No GPU Usage apparent in Google Cloud Vm with pytorch already installed and Cuda10

I have been using in my machine a network, that is nothing really special. I wanted to do it faster so I started using google cloud. But I notice something weird that my machine with a GTX 1050 ti was faster than a V100 GPU. This didn’t add up so I checked the usage and it seems that even though I put some stress by creating a big network and passing a lot of data to it the gpu by using a simple .cuda() in both the model and the data: there wasn’t ussage shown in nvidia-smi command as shown in the image


you can check my code here:

device = torch.device("cuda" if torch.cuda.is_available() else "cpu")
    print("The device is:",device,torch.cuda.get_device_name(0),"and how many are they",torch.cuda.device_count())
    
    # # We load the training data 
    Samples , Ocupancy, num_samples, Samples_per_slice = common.load_samples(args.samples_filename)
    Samples = Samples * args.scaling_todo
    
    print(Samples_per_slice)
    # Divide into Slices
    Organize_Positions,Orginezed_Ocupancy, batch_size = common.organize_sample_data(Samples,Ocupancy,num_samples,Samples_per_slice,args.num_batches)
    
    phi = common.MLP(3, 1).cuda()
    
    x_test = torch.from_numpy(Organize_Positions.astype(np.float32)).cuda()
    y_test = torch.from_numpy(Orginezed_Ocupancy.astype(np.float32)).cuda()
    
    all_data = common.CustomDataset(x_test, y_test)

    
    #Dive into Slices the data
    Slice_data = DataLoader(dataset=all_data, batch_size = batch_size, shuffle=False) # only take batch_size = n/b TODO Don't shuffle
    
    #Chunky_data = DataLoader(dataset=Slice_data, batch_size =  chunch_size, shuffle=False)

    
    criterion = torch.nn.BCEWithLogitsLoss()
    optimizer = torch.optim.Adam(phi.parameters(), lr = 0.0001)
    epoch = args.num_epochs

    fit_start_time = time.time()
    
    phi.train()
    for epoch in range(epoch):
        curr_epoch_loss = 0
        batch = 0
        for x_batch, y_batch in Slice_data:
            optimizer.zero_grad()
            x_train = x_batch
            #print(x_train,batch_size)
            y_train = y_batch

            y_pred = phi(x_train)
            #print(y_pred,x_train)
        
            loss = criterion(y_pred.squeeze(), y_train.squeeze())
            
            curr_epoch_loss += loss
            
            print('Batch {}: train loss: {}'.format(batch, loss.item()))    # Backward pass

            loss.backward()
            optimizer.step() # Optimizes only phi parameters
            batch+=1
        
        
        print('Epoch {}: train loss: {}'.format(epoch, loss.item()))

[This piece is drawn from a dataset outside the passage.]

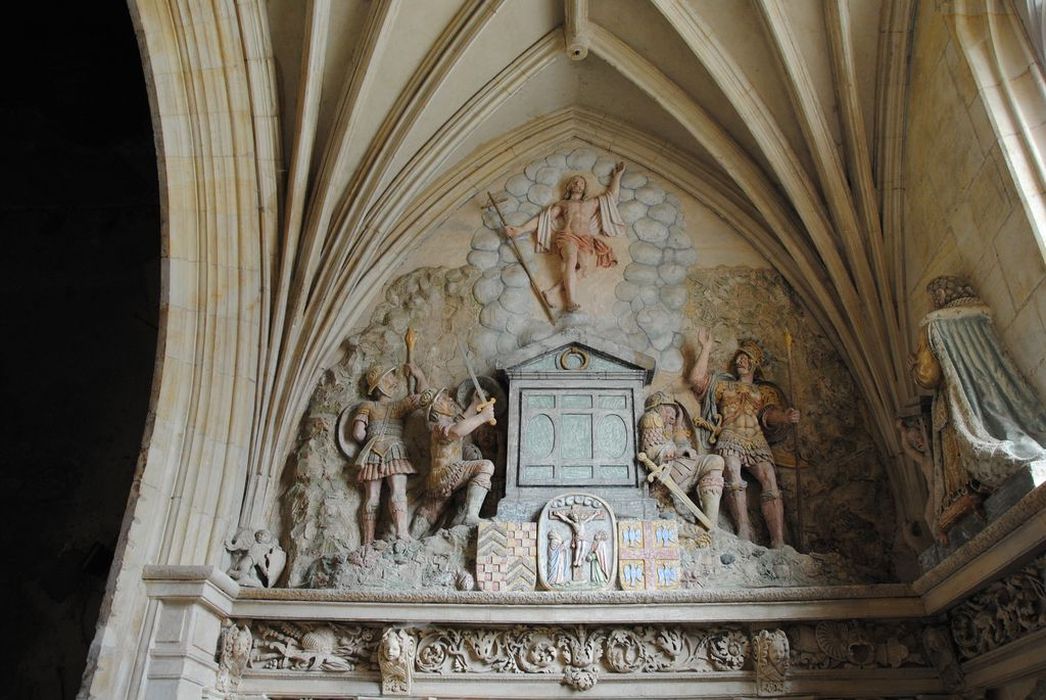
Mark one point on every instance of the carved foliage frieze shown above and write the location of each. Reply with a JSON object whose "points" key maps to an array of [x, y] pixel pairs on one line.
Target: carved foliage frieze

    fit_end_time = time.time()
    print("Total time = %f" % (fit_end_time - fit_start_time))
    
    # Save Model
    torch.save({'state_dict': phi.state_dict()}, args.model_filename)

and the model here:

class MLP(nn.Module):
    def __init__(self, in_dim: int, out_dim: int):
        super().__init__()
        self.in_dim = in_dim
        self.out_dim = out_dim
        self.fc1 = nn.Linear(in_dim, 128)
        self.fc1_bn = nn.BatchNorm1d(128)
        self.fc2 = nn.Linear(128, 256)
        self.fc2_bn = nn.BatchNorm1d(256)
        self.fc3 = nn.Linear(256, 512)
        self.fc3_bn = nn.BatchNorm1d(512)
        self.fc4 = nn.Linear(512, 512)
        self.fc4_bn = nn.BatchNorm1d(512)
        self.fc5 = nn.Linear(512, out_dim,bias=False)
        
        self.relu = nn.LeakyReLU()
        

    def forward(self, x):
        x = self.relu(self.fc1_bn(self.fc1(x)))
        x = self.relu(self.fc2_bn(self.fc2(x)))# leaky
        x = self.relu(self.fc3_bn(self.fc3(x)))
        x = self.relu(self.fc4_bn(self.fc4(x)))
        x = self.fc5(x)
        return x

class CustomDataset(Dataset):
    def __init__(self, x_tensor, y_tensor):
        self.x = x_tensor
        self.y = y_tensor
        
    def __getitem__(self, index):
        return (self.x[index], self.y[index])

    def __len__(self):
        return len(self.x)